You can use a parameterized and repeatable share script that selects the appropriate data to share with LiveRamp afterwards. See the code below for an example.

BEGIN
  -------------------------------------------------------------------------------
  -- UPDATE VARIABLES WITH CORRECT FULLY QUALIFIED TABLE & DATASET IDENTIFIERS --
  -------------------------------------------------------------------------------
  -- input_table is table that has ramp_ids to translate from, target_domain, and type
  DECLARE input_table STRING DEFAULT 'liveramp_consumer_tests.transcoding_input';
  -- input_metadata table has arugments for your run including client_id / client_secret
  DECLARE input_metadata STRING DEFAULT 'liveramp_consumer_tests.metadata_input';
  -- output_dataset is an empty dataset you created to share to LiveRamp to write outputs to.
  DECLARE output_dataset STRING DEFAULT 'liveramp_consumer_tests_output';
  -- project_name is the project in which your input tables and output_dataset lives.
  DECLARE project_name STRING DEFAULT 'unrestricted-coding';
  -------------------------------------------------------------------------------
  -- END VARIABLES DO NOT EDIT BELOW THIS
  -------------------------------------------------------------------------------
  DECLARE liveramp_iam_principle STRING DEFAULT 'user:new.user@liveramp.com';

  -- GRANT Read of Input Tables
  EXECUTE IMMEDIATE "GRANT `roles/bigquery.dataViewer` ON TABLE " || input_table || " TO '" || liveramp_iam_principle || "';";
  EXECUTE IMMEDIATE "GRANT `roles/bigquery.dataViewer` ON TABLE " || input_metadata || " TO '" || liveramp_iam_principle || "';";

  -- GRANT Write for Output Tables
  EXECUTE IMMEDIATE "GRANT `roles/bigquery.dataEditor` ON SCHEMA " || output_dataset || " TO '" || liveramp_iam_principle || "';";

  with fqdns AS
    (
      SELECT STRUCT("input_table" as key, project_name || "." || input_table as fqdn) as item
      UNION ALL
      SELECT STRUCT("input_metadata" as key, project_name || "." || input_metadata as fqdn) as item
      UNION ALL
      SELECT STRUCT("output_dataset" as key, project_name || "." || output_dataset as fqdn) as item
    )
  SELECT f.item.*
  FROM fqdns f;

END

Call the Shared Stored Procedure to Initiate Translation

LiveRamp will share a stored procedure to initiate the translation operation to a service account principal you provide, The stored procedure will invoke a remote connection from BigQuery to a cloud function hosted in the LiveRamp environment which will run your job on your behalf. LiveRamp will also create a job_history_table in the shared output dataset which will allow you to track the status of your jobs via a UUID returned by the invocation procedure.

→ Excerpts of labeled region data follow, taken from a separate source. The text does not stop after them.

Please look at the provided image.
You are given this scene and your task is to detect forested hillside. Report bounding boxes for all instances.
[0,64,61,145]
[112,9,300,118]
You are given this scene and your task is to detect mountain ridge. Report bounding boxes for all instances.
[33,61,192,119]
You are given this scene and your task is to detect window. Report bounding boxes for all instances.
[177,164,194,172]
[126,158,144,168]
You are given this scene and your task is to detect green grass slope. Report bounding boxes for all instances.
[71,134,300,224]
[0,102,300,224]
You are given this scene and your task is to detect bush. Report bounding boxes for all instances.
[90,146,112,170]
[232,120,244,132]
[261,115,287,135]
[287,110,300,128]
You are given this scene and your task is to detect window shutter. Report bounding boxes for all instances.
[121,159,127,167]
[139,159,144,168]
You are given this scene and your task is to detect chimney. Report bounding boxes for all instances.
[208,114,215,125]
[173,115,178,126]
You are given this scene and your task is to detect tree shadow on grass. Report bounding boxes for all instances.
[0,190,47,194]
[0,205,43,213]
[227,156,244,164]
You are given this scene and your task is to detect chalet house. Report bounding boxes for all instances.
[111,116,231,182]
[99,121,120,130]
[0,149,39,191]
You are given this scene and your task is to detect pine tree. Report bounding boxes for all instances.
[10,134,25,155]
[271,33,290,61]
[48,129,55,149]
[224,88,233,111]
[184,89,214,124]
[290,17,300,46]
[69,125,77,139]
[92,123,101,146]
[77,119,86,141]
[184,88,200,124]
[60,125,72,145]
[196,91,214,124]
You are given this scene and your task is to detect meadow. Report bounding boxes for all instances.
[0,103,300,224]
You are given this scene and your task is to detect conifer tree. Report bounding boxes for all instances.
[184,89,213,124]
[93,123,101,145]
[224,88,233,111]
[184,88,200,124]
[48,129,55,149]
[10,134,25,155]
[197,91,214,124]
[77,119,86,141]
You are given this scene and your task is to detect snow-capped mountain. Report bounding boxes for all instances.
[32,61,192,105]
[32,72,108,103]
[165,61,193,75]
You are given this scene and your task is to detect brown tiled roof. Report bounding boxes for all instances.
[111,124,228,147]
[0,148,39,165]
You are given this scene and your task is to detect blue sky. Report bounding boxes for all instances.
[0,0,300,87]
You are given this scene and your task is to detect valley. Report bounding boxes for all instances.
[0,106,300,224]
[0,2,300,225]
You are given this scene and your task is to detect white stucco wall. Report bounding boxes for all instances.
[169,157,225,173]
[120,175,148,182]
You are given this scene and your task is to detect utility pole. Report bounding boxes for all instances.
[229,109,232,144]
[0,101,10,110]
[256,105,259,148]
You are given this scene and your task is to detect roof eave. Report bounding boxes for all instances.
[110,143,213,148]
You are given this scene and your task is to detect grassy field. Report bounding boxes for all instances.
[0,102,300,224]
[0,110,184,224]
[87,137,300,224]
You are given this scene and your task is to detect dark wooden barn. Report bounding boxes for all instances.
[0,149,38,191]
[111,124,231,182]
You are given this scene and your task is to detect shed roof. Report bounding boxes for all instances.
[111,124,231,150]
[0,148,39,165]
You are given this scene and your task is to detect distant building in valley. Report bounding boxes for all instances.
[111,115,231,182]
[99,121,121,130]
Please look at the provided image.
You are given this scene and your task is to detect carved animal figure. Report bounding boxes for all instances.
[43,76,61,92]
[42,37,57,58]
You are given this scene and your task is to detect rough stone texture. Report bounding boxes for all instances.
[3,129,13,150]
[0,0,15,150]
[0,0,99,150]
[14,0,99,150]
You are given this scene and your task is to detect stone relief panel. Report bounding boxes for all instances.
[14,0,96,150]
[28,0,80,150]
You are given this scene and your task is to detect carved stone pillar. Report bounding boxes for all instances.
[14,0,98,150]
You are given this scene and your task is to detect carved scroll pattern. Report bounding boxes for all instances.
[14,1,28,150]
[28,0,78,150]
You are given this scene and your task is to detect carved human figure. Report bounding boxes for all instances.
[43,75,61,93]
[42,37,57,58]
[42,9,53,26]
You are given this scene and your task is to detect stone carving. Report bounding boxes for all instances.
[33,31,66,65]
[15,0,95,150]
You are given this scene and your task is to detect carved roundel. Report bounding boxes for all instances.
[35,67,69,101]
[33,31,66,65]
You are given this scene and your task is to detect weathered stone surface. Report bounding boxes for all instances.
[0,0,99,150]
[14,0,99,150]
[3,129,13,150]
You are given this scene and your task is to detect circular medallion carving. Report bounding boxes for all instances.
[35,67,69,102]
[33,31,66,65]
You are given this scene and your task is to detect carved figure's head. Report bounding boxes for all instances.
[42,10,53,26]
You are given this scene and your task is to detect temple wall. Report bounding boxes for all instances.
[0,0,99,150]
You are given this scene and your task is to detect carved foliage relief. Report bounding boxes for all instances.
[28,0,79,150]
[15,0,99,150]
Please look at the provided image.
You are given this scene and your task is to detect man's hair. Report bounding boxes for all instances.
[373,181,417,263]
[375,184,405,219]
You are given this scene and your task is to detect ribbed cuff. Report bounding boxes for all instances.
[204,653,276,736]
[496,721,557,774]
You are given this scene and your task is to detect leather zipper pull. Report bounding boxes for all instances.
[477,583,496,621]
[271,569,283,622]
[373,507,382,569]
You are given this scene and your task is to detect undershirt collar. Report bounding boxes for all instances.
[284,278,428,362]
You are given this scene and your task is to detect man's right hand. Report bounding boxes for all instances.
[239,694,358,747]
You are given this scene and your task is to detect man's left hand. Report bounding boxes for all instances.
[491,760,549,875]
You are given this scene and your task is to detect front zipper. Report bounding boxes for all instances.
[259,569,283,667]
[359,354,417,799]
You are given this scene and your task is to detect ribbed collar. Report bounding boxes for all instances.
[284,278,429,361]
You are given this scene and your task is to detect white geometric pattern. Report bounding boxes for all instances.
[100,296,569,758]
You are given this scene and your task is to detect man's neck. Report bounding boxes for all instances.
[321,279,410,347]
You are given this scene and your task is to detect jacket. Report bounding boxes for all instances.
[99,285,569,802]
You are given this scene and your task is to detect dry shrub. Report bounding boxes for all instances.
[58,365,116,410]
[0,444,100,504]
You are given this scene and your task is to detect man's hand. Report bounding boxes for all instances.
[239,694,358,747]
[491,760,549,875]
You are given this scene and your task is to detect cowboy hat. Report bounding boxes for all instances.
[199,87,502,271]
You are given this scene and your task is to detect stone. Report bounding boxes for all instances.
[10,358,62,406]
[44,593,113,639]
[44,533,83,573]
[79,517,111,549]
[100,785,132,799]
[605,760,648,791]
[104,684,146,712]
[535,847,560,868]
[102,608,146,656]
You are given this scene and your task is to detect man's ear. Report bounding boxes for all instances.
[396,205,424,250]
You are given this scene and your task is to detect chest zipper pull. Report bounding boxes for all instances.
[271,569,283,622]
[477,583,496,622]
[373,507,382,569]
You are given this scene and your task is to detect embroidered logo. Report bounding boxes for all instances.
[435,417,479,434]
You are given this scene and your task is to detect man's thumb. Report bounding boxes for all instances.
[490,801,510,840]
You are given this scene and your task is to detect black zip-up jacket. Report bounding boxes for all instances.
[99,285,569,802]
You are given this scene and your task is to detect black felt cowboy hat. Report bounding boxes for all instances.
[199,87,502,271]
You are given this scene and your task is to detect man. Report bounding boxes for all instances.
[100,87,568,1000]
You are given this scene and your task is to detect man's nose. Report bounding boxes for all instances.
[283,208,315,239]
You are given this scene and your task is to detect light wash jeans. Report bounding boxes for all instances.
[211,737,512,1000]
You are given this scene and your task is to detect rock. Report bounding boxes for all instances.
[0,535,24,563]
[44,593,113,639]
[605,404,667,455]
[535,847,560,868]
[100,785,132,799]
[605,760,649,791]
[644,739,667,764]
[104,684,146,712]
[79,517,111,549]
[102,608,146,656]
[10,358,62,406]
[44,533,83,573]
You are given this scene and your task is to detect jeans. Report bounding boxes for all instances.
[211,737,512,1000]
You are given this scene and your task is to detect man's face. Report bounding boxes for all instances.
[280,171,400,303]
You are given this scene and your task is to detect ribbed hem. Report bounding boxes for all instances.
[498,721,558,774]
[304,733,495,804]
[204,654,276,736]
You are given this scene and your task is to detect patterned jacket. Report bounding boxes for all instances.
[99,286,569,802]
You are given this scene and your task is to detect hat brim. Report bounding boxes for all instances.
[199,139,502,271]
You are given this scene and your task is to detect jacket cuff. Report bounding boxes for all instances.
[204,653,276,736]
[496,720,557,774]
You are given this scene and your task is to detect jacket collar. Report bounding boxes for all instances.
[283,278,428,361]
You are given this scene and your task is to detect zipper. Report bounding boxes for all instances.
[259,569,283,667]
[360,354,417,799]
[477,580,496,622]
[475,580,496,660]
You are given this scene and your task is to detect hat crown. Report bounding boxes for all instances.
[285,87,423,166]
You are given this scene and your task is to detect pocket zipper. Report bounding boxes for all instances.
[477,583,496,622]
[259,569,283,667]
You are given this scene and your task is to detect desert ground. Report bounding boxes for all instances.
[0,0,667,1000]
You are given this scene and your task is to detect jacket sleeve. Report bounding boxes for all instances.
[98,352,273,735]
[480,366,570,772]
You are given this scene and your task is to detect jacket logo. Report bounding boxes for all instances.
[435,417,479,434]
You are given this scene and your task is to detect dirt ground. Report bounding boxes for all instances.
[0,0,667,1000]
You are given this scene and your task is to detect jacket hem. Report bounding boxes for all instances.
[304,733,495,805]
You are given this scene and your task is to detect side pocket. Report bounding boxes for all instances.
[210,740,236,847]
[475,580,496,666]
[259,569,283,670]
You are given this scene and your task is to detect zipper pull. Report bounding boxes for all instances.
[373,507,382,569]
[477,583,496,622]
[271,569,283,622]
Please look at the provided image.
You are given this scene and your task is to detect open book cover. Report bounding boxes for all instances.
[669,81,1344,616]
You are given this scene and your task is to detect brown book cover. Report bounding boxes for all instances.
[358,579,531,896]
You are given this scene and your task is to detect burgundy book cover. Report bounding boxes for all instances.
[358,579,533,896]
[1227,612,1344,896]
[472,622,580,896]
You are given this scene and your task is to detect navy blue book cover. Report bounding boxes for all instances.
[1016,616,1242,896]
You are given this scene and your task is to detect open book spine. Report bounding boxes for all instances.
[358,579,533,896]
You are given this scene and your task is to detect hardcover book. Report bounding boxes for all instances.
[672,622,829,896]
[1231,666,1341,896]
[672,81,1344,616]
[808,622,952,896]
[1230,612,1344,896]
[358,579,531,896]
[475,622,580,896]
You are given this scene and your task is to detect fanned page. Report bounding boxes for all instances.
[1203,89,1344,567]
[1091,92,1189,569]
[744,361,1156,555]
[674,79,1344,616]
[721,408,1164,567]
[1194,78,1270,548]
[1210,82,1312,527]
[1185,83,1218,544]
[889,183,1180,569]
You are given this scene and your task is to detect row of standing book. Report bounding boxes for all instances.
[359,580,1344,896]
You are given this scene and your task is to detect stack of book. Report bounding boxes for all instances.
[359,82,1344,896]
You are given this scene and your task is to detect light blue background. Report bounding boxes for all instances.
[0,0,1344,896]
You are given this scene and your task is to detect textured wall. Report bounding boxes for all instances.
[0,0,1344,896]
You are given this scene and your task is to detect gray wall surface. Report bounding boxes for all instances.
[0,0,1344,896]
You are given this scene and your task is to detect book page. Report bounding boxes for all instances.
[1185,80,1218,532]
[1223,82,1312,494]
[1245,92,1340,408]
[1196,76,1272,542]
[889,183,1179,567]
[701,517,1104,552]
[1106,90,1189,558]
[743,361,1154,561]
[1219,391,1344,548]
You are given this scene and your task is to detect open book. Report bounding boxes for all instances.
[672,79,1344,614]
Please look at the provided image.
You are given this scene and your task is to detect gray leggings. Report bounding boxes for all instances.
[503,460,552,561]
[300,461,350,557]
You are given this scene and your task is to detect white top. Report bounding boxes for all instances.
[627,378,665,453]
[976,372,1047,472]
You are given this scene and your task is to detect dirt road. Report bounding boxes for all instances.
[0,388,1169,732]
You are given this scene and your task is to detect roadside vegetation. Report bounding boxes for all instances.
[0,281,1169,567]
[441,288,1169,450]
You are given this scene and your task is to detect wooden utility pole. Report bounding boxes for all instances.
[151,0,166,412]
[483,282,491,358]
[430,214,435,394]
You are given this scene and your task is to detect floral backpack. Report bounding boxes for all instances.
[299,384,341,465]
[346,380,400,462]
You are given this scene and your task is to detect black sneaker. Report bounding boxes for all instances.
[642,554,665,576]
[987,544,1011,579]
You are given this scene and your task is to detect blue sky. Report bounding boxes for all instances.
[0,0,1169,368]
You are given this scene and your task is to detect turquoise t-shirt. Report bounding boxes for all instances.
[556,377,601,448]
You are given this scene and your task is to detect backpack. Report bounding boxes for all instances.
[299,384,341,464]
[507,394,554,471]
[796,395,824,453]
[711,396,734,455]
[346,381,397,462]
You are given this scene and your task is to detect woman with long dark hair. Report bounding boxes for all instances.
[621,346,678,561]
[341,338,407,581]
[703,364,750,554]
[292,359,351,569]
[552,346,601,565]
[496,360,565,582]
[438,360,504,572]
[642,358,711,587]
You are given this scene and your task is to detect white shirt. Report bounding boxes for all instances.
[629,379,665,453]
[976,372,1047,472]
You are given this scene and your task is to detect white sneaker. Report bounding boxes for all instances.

Here is an example of BigQuery SQL for calling the invocation procedure:

DECLARE input_table STRING DEFAULT NULL;
DECLARE meta_table STRING DEFAULT NULL;
DECLARE output_table STRING DEFAULT NULL;

-- This example assumes you've created your input and meta tables ahead of time based on your workflow type

SET input_table = '<project_name>.<dataset_name>.<input_table_name>’;
SET meta_table = '<project_name>.<dataset_name>.<metadata_table_name>’;
SET output_table = '<project_name>.<output_dataset_name>.<output_table_name>’;

CALL `eng-id-embedded-prod-producer.invoke_ds.bq_lr_invoke`(input_table, meta_table, output_table); 

LiveRamp will process the input and write the output to the output dataset designated.